The focus is now on whether government stimulus will be enough to avert the damage from the latest lockdowns, some of which are expected to continue into next year, as Xi Jinping redoubles efforts to reach zero cases despite warnings from the World Health Organization (WHO) that the policy is not sustainable.
China’s huge property market is the latest cause for concern after data released on Friday showed a slump in new lending in April to its lowest level in four years.
The People’s Bank of China (PBoC) on Sunday evening (AEST) announced a cut to 4.4% from 4.6% in the minimum mortgage rate for first-time home buyers. Analysts said the unexpected move would open the door to broader rate cuts, although the PBoC did not follow through with a cut in rates on the medium-term lending facility on Monday as some had expected.
For the first time in decades, economists are questioning whether the Chinese government can meet its annual growth forecast, with some warning that the economy will never regain its pre-pandemic strength. In the long term, this could undermine demand for key Australian exports such as iron ore.
“We are pessimistic about China’s medium-term outlook. The authorities are expected to cancel their support measures next year. This coincides with an uncertain global outlook with US growth likely to decline,” said ANZ Chief Economist for Greater China Raymond Yeung.
The ANZ on Monday cut its GDP forecast for China in 2023 to 4.2% from 5.1% on fears that the government will activate the stimulus before withdrawing it after Mr. Xi is reinstated as president for a third term, as expected later this year.
It was then expected that the government would once again focus on deleveraging along with the brilliance of China’s manufacturing sector.
“Although China will retain its competitive edge with its production quality and large consumer market, many multinational companies are likely to reassess the level of operational risk in China. Access to foreign technology and business know-how will become increasingly difficult,” Yeung said.
ANZ maintained its 2022 GDP forecast at 5%. The Chinese government’s target is 5.5%.
A declining real estate sector is another challenge for Xi as China’s economy struggles to recoup the damage from global supply chain disruptions and COVID-19 lockdowns across the country. Data released on Monday showed the volume of new home sales fell 39% in April, while sales in value fell 46.6%.
The latest economic data adds to growing pressure on the Chinese government to launch new stimulus measures to stabilize the economy. While Mr. Xi signaled a boom in infrastructure spending, lockdowns and travel restrictions have delayed construction and other activities.
“The large-scale hit to growth will require stronger policy impetus on all fronts – fiscal, monetary, real estate and regulatory – to help stabilize growth in the months ahead as Omicron’s situation is better under control.” said Jing Liu, HSBC’s chief economist for Greater China. mentioned.
“Fiscal support will come through tax cuts and stronger pressure for infrastructure investment through continued local government bond special issuance. will go through a combination of policy tools, including liquidity injections and targeted credit support, for example through lending quotas.
Also in April, investment in fixed assets held up better, rising 6.8% in the first four months of the year.
The main cause of weak economic activity was due to a series of shutdowns across the country, with Shanghai being the hardest hit.
Shanghai Deputy Mayor Zong Ming on Monday gave one of the clearest indications yet of plans to return to normalcy in the city of 25 million.
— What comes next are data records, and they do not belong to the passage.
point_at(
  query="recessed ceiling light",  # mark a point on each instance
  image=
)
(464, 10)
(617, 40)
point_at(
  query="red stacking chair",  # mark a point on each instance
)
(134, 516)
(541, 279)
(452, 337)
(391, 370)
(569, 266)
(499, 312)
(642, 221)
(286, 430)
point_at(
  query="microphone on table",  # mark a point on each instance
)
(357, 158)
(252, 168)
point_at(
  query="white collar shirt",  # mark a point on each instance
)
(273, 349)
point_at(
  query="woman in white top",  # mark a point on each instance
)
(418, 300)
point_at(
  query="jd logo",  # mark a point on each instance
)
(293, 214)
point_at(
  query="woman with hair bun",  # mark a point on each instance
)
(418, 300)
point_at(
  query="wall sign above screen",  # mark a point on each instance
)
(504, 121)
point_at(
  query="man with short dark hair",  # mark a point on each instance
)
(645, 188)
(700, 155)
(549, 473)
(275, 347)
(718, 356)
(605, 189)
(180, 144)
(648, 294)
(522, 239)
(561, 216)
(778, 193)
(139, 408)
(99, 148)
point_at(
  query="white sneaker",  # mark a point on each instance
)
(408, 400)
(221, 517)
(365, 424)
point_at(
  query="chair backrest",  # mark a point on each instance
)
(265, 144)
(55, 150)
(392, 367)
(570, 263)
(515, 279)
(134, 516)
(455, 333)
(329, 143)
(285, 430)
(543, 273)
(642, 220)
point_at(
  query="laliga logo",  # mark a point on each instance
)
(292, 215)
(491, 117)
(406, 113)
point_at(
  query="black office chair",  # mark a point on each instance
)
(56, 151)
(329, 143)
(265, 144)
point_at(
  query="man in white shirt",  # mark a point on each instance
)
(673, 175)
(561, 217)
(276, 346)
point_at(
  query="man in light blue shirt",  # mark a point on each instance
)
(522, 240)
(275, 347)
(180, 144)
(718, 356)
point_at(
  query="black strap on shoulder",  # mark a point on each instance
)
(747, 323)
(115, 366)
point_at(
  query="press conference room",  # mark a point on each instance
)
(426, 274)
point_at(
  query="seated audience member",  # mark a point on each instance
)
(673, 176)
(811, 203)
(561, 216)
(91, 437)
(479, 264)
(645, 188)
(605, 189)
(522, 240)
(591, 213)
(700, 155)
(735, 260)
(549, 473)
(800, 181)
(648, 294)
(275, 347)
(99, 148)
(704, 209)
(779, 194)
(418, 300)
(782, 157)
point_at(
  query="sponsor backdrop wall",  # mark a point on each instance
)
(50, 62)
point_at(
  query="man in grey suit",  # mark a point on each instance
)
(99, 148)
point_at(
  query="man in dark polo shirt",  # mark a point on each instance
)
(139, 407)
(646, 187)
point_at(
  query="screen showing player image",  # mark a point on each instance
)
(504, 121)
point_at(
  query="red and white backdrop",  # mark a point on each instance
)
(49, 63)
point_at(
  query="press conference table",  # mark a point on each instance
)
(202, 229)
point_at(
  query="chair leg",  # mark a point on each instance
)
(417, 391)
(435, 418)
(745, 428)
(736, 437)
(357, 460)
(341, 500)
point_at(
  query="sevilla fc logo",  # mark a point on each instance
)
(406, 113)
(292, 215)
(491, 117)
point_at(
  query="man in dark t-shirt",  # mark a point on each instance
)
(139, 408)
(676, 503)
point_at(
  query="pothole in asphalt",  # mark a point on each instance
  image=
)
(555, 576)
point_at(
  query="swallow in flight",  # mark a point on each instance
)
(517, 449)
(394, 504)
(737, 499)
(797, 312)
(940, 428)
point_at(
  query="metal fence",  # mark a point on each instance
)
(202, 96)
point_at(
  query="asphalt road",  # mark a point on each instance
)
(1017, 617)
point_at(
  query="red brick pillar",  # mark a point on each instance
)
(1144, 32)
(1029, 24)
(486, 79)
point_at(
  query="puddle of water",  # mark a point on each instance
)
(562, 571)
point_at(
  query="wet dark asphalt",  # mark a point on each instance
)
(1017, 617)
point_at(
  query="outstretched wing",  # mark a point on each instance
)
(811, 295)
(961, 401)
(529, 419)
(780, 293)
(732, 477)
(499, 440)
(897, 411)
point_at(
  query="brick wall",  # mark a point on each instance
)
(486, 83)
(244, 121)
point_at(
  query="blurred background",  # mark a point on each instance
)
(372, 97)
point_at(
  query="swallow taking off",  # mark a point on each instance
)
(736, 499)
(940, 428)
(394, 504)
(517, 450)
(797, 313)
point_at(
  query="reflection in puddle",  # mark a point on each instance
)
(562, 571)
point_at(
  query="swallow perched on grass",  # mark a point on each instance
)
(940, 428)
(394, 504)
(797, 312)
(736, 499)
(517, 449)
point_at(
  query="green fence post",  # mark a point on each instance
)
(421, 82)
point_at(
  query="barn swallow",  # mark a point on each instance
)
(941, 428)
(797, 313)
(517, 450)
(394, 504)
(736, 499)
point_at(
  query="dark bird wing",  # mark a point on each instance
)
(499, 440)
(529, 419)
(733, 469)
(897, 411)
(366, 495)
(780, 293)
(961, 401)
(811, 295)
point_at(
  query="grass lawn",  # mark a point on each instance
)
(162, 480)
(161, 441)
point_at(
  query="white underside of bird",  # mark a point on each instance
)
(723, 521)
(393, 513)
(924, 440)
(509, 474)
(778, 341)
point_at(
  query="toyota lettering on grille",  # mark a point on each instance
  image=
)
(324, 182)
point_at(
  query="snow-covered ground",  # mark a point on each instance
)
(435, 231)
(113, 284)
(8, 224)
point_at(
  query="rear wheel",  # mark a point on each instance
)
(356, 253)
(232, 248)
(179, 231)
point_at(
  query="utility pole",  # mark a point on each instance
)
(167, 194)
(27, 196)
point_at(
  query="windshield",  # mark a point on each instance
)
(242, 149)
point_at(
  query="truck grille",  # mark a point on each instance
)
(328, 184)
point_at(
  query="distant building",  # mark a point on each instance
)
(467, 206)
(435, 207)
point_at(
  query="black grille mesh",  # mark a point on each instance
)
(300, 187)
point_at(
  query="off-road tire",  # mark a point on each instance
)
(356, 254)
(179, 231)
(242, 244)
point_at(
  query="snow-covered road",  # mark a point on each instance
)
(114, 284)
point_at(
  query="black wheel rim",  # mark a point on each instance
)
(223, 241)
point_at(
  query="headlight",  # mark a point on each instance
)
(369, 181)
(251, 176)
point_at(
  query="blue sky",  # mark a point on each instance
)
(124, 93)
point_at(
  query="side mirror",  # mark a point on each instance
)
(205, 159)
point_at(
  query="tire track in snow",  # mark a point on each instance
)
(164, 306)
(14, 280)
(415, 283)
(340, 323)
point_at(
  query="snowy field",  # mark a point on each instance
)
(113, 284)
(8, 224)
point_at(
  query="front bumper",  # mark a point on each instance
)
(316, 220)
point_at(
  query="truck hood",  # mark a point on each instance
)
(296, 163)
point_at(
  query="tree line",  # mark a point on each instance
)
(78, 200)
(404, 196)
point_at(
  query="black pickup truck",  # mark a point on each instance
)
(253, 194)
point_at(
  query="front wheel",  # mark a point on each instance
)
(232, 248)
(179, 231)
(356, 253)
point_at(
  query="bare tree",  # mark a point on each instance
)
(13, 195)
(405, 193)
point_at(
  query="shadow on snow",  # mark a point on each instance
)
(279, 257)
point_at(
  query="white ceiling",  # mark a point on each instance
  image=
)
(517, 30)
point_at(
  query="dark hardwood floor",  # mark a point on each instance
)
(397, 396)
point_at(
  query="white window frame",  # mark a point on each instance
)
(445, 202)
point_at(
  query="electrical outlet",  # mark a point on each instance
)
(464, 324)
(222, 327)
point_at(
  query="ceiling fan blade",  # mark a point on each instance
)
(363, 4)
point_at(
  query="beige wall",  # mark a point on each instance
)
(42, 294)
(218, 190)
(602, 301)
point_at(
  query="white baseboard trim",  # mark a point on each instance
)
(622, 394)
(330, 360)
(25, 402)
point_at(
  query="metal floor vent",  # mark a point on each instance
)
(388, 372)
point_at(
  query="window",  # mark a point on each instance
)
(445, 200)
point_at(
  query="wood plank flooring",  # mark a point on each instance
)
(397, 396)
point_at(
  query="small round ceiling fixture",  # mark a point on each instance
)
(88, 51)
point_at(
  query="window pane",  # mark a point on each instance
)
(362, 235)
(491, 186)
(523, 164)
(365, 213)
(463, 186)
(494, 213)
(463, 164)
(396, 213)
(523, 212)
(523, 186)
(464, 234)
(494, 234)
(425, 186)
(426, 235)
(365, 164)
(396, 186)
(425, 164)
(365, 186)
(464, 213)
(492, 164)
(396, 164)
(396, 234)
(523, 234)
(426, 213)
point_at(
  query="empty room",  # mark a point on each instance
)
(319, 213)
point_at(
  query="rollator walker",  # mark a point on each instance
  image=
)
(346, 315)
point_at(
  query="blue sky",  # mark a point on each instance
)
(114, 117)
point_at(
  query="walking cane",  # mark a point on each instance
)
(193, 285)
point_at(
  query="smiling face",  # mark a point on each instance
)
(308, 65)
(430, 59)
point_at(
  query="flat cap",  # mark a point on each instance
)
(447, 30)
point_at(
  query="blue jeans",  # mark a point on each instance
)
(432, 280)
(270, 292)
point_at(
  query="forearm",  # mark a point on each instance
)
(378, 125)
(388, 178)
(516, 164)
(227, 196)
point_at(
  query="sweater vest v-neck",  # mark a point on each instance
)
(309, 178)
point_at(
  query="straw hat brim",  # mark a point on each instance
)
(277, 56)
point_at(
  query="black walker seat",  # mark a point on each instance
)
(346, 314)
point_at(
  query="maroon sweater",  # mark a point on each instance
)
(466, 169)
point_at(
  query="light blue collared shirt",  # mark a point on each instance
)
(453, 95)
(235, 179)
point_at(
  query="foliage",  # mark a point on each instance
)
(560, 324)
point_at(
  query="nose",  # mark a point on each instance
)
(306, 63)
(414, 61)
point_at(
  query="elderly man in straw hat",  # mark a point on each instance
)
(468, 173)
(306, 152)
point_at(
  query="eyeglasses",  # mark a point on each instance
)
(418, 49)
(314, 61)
He said a gradual reopening would take place from May 21 and daily life would “normalize” by the end of June unless there was a further upsurge in infections.
However, economists fear that even if Shanghai’s lockdown ends, the risk of further restrictions on cities and manufacturing hubs across the country remains high given the difficulty of containing the omicron variant. Neighboring Taiwan has all but abandoned its zero COVID-19 strategy after cases spiked there.
“While the worst is hopefully behind us, we believe the Chinese economy will remain relatively weak over the coming quarters as production struggles to return to its pre-pandemic trend,” said Julian Evans. -Pritchard, senior economist at Capital Economics.